Safety has been involved in aviation since the first flight in 1903 and since then safety result randomly, but without directions, were able to improve. Airlines did what they could to improve safety but were unsuccessful in total elimination of accidents. Over time, as aircraft became larger and more of them at the airports, airside accidents became systemic errors. When operators become overly focused on safety, but they do not know what to do with it, then safety has become its worst enemy. No one wants to expose themselves to danger, but the real hazard when overestimating risks is overcontrolling processes to remain safe. 

Overcontrolling safety is a common reaction to opinion-based root cause analyses. When a root cause is based on preliminary assumptions, there is a strong temptation to overcontrol safety to ensure, in their own mind, that everything possible was done for immediate safety improvements.
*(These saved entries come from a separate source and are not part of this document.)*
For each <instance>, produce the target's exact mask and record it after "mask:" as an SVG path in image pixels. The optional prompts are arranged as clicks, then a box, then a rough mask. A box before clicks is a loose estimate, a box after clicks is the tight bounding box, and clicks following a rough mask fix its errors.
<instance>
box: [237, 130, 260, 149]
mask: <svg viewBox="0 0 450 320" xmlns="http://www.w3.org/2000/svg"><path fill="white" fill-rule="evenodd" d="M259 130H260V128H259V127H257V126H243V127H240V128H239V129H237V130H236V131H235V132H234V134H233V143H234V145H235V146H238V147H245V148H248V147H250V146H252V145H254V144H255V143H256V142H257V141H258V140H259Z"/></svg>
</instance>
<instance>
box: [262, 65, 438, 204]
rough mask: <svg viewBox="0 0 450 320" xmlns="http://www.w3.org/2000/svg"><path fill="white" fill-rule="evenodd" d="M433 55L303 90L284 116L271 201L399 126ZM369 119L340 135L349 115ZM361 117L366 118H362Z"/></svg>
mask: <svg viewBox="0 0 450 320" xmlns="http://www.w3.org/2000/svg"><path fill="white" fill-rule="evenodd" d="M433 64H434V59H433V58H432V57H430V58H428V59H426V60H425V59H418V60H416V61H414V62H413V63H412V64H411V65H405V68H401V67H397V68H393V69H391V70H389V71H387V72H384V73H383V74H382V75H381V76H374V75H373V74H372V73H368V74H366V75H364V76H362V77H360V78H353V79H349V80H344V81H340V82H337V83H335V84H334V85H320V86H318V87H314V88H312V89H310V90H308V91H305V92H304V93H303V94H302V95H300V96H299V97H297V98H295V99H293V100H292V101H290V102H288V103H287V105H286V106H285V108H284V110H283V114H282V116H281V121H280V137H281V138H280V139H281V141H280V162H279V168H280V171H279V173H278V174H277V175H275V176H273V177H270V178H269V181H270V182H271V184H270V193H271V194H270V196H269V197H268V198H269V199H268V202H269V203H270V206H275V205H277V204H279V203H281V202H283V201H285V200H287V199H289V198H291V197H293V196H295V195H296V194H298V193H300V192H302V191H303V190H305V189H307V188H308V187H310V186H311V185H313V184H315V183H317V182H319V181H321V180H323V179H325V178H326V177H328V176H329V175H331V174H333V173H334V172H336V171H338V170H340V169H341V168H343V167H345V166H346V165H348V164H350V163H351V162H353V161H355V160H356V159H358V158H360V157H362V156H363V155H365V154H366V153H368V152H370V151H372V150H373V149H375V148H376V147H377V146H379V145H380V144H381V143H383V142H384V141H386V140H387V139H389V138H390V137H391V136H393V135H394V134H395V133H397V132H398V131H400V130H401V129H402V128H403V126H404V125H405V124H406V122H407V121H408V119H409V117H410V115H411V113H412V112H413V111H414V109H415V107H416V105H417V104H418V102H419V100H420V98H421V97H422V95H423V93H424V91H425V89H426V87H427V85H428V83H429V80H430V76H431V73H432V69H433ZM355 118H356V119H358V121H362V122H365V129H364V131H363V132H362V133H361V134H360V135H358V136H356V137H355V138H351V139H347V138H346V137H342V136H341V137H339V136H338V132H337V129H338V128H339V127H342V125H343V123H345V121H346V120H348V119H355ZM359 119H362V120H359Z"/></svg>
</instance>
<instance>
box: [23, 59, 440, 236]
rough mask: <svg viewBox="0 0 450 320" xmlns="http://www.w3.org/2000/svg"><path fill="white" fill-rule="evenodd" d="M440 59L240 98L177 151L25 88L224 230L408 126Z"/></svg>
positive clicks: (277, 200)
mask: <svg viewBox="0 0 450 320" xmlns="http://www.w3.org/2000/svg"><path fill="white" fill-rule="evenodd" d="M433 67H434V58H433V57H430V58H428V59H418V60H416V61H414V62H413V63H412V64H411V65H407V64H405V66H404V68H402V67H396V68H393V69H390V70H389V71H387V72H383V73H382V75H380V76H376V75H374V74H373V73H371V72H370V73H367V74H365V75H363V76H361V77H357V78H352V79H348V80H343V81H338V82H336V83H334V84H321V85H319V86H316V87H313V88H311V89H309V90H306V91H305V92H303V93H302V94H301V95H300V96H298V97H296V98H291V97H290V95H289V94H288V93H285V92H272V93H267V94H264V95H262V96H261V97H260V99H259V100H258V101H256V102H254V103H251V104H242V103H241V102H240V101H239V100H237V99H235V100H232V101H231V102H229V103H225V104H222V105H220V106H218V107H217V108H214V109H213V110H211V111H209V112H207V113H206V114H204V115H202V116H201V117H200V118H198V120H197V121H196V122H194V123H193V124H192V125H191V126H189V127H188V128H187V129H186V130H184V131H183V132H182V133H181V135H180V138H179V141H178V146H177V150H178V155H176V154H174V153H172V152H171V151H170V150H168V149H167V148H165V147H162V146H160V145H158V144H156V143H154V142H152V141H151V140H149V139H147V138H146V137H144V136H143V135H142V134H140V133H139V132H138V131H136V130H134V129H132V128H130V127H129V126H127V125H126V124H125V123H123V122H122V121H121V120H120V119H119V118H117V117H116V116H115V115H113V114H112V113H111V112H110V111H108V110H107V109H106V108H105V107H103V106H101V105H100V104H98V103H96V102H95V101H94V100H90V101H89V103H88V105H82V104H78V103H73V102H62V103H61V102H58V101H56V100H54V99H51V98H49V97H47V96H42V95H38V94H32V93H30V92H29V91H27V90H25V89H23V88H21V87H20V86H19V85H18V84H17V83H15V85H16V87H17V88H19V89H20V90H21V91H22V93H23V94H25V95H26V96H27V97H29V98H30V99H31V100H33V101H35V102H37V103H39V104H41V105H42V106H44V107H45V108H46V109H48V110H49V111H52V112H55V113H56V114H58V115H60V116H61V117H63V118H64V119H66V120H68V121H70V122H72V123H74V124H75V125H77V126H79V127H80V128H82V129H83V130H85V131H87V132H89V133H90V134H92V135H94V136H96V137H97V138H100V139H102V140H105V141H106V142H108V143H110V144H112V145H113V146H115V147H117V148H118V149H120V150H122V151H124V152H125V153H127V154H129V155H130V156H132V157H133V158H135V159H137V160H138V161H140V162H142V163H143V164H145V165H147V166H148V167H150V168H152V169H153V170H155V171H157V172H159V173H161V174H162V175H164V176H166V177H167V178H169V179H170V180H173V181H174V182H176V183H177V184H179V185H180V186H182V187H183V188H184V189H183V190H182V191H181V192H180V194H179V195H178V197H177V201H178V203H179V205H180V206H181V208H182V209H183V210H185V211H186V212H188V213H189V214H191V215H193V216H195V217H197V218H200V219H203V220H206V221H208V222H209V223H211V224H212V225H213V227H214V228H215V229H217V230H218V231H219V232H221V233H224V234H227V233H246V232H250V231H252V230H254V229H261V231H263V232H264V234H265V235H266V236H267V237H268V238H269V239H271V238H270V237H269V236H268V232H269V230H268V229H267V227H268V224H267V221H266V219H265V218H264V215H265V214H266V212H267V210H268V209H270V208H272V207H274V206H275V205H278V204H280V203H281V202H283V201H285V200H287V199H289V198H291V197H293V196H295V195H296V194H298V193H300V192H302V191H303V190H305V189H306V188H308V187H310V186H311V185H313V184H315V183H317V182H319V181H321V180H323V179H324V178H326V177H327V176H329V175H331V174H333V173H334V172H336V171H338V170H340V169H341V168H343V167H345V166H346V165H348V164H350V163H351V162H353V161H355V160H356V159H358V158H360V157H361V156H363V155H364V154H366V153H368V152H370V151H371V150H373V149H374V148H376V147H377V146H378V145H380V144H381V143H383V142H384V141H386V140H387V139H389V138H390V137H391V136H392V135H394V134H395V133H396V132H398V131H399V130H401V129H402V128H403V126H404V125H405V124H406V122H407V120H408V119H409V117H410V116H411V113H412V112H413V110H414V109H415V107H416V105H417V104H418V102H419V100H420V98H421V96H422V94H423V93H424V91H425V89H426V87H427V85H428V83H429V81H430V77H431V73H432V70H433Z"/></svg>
After a severe aircraft occurrence everyone wants answers, but impatience and instant gratification to find out why an aircraft crashed is a hazard to aviation safety. When the accident investigation process is not understood, management and other positions in an organization who has been assigned safety oversight may demand solutions right now, without knowing all the facts. In support of their demand for a solution, they could make irrational statements with reference to safety, and place blame and responsibilities on lower-level personnel for lack of safety management. A simple solution to protect a high-level position is to play the safety-card. The safety card is played when safety becomes the driving force of operations without considering facts. In addition, the safety card is often played when safety is not defined, measured or when operational pressure is applied from a third party or social media. 


There are no reasons for an immediate finding, cause of accident, or root cause after a single engine aircraft crash, or a large airliner crash. One crash does not render the aviation industry unsafe or demands major changes to operations. If an aircraft crash due to an unreported and unidentified wind share with an extreme change in wind velocity, or an aircraft crash due to contaminated surfaces, there is no justification to cease all aircraft operations, since the aviation industry has already established a track record for being safe. That an investigation is ongoing, and the cause of the crash and root cause are still to be determined, does not imply that an airline must remain idle until an investigation report is published. However, an enterprise is compelled by their accountability to the safety management system to conduct an internal analysis of human factors, organizational factors, supervision factors and environmental factors to determine the factor with highest probability impact on events leading up to the crash. An internal analysis, prior to the final accident report, is a probability analysis as opposed to a root cause analysis. 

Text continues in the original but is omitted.